Разрушение иллюзии - страница 11



Поскольку я заварила всю эту кашу, то и на вечернюю планёрку было решено пойти мне одной. Тем более что сверху поступила команда, чтобы я обязательно присутствовала.

Надо сказать, что шла на эту планёрку, как Иисус на Голгофу. Я чувствовала, что меня там ждёт большой сюрприз. Скорее всего, фурия уже наябедничала. «Ну и будь что будет» – рассуждала я..

– Аль, а ты, что предприняла бы в этой ситуации?

– Не знаю, а что я могу сделать-то?

– То есть ты бы сдалась, я правильно понимаю?

– Их же много, а я одна. У них власть.

– Если ты понимаешь, что проигрываешь битву, то почему бы не рискнуть с нестандартным ходом? А возможно это шанс?

– Можно и попробовать? – вяло ответила она.

– Не-е-е, так дело не пойдёт. Что я из тебя вытягиваю слова. Ты по характеру не борец? Зачем напрягаться, если всё предрешено, так?

– Ну да.

– Пять баллов. Аль, это у нас тогда в Союзе было всё предрешено на много лет вперёд, а сейчас надо видеть и использовать свои шансы. Бороться.

– Да какие у меня шансы?

– А собственно, что у тебя произошло-то? – резко меняю тему.

Я смотрела на неё в упор: «Опять насупилась. Молчит. Не сдаётся. Упрямая такая. Чёрт возьми! Давить на неё не надо, а то совсем закроется. В общем-то, Алька – девчонка смышлёная, схватывает мысль на лету, но лени-и-ивая. И в кого такая? Маманя-то у неё – пчёлка, летает, крутится. Стоп. Речь не об этом. Чтобы оторвать попу, должно произойти что-то из ряда вон выходящее. Но сейчас вроде именно тот серьёзный случай, но попа всё равно не отрывается. Как говорится, «это другое». Конечно, «другое». В данный момент она не в том состоянии, чтобы что-то анализировать, просто у неё над логикой преобладают эмоции, не позволяющие трезво рассуждать. Эмоции. Ключевое слово – эмоции! Надо их гасить. Но думаю, что на корочку Алька мою историю всё же запишет, а потом и обдумает. В аналитических способностях крестнице не откажешь, М-да, с кондачка взять не удалось».
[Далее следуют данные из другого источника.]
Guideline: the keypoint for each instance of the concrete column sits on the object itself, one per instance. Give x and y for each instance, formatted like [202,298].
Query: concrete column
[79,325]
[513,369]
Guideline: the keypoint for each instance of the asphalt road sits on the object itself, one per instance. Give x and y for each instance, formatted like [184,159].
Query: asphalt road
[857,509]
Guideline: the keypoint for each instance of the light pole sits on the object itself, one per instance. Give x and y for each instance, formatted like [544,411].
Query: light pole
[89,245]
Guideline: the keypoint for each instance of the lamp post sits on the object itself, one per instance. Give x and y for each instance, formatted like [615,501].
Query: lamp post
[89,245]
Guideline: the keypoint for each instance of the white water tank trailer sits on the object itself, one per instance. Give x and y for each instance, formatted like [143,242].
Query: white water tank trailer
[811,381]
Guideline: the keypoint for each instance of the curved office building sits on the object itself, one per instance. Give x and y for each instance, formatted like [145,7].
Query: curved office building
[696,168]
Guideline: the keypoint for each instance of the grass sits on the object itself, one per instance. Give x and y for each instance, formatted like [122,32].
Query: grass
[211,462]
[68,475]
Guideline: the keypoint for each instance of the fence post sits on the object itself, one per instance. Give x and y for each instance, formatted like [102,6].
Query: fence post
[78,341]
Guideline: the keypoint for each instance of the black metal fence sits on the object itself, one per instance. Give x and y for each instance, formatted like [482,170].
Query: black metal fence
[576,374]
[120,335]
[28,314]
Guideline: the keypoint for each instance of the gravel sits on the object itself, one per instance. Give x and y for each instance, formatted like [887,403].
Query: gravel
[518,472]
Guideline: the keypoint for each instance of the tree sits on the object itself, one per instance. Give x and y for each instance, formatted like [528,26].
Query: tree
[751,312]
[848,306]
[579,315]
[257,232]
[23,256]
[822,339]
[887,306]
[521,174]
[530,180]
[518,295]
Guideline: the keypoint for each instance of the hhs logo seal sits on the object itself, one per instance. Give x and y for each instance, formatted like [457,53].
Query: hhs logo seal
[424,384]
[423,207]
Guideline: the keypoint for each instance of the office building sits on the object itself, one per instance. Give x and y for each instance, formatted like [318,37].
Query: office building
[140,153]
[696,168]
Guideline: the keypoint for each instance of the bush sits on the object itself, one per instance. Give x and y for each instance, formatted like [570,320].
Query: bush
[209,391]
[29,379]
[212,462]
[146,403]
– Ладно, поехали дальше, – не дождавшись ответа, делаю плавный жест рукой, как бы вовлекая её в события той давней планёрки. – В кабинете директора лагеря уже все собрались, видимо, пришли пораньше, чтобы обсудить происшествие в первом отряде. Что было рассказано директору этой девицей, одному богу ныне известно. И, скорее всего, у них для меня было уже готовое решение.

Внутри что-то подсказывало, что сейчас на мне будут отрываться все присутствующие на планёрке. Впереди маячил звонкий пендель. И я пошла ва-банк.

– Вы знаете, что происходит в первом отряде?

– Знаем, знаем, наслышаны о твоём недостойном поведении. Несчастная девочка так плакала, так плакала, у неё столько синяков…

Интуиция меня не подвела. Сие не было для меня неожиданностью, но, чтобы такое сочинить, надо быть хорошим фантастом. Надо же, как она умело и изящно сманипулировала взрослыми людьми. Сплела такую паутину лжи, что эти, прости господи, педагоги как мухи попались в её ловушку. Да уж, мне ещё не приходилось сталкиваться с настолько коварными интриганками.

– А вы спросили, откуда у неё синяки? А я вам скажу откуда. С кукурузных полей. Когда, падая без порток, улепётывала от меня.

Пионервожатые раскрыли рты.

– Да-да. Именно когда вы пили чай, ваши дети занимались любовью в зарослях. Вы что их родителям скажете? Откуда у них дети через девять месяцев? Вы им про меня будете рассказывать?

Я поведала им о поведении маленького засранца в своём отряде, которого «крышевала» его сестра, позволяя ему безнаказанно себя вести. Да-да, то была та самая девица, которая выставляла себя несчастной потерпевший.